Edward Bernays is one of the greatest propagandists of the 20th century, and while reading his book Propaganda it is made blatantly apparent. This Austrian-American pioneer was claimed to be the “father of public relations” in his New York Times obituary in March of 1995. He climbed the ranks of the field to become one of the founding fathers of public relations and what we are studying today in class. Thanks to all of his previous work, publications, and involvement in the advertising world he has established a great amount of credit, which makes the book an invaluable resources for Americans.
Bernays, an agricultural graduate from Cornell, wasn’t educated in journalism or public relations but would eventually become extremely diverse in the subject and one of the most knowledgeable. He gained first had experience working on many different propaganda campaigns, starting with the Woodrow Wilson administration. During his time with the Wilson administration and the U.S. committee on public information his interest in propaganda was sparked and according to his daughter then coined the phrase “public relations”. His previous involvement with such a prominent administration aided his credibility and supports his many publications and campaigns. He was further involved in different campaigns such as the woman’s smoking campaign throughout the 1920’s; all of which give him first hand experience and credibility when discussing topics of propaganda and public relations. He has written a total of five books ranging form topics on public relations and consent to propaganda.
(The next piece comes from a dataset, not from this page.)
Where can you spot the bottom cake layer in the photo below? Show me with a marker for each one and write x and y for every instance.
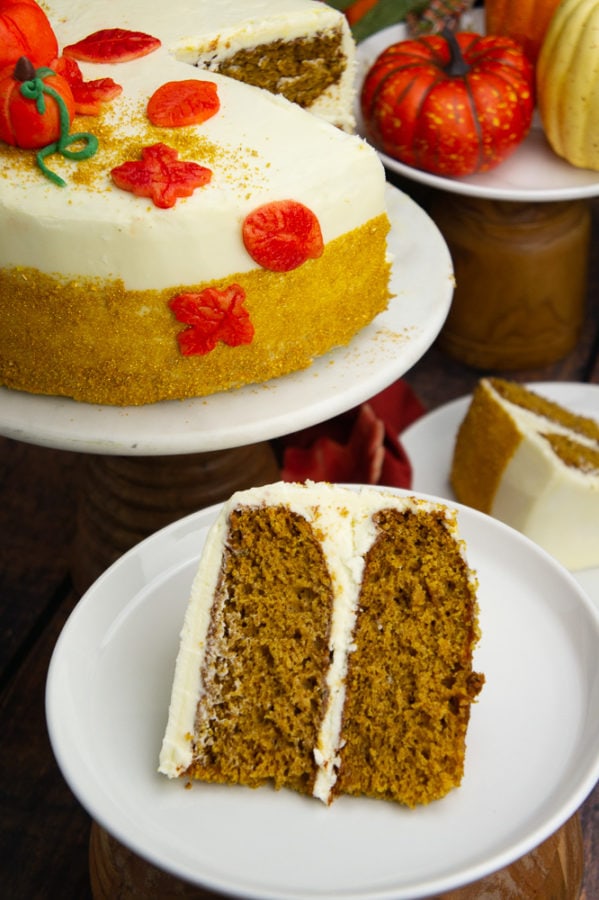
(99, 343)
The publication Propaganda is a book he wrote to inform the public of propaganda, almost as a manual into the influential topic. He seeks to inform the public of the impact of propaganda and aid them in understanding how it operates, which is crucial to understanding and conceiving unbiased or uninfluenced views in this day and age. He discusses many topics within the book and uses outside sources such as H.G. Wells from the New York Times in the first chapter which when writing an non-fiction publication is important, and according to Kovach and Rosenstiel in is essential when writing to add verification and authenticity. He also supplies many examples, although they may be hypothetical, they help the reader understand what he’s explaining but by giving actual, not hypothetical examples he would have produced a more relatable, reliable book.
There was little response and critique of the work, most likely due to the fact that Bernays himself is the founding father of the topic. Thanks to Bernays established history, the well-written propaganda manual became a very popular book in the 20th century media history. The average readers response and reviews claim it to be an important invaluable resource for Americans.
Overall, Bernays history in the field of propaganda, first hand experience, research and dedication to the field create a substantial form of support for Propaganda. This monumental book will continue to influence and inform readers for many generations to come on how to understand, interpret, and perceive information from the propagandists.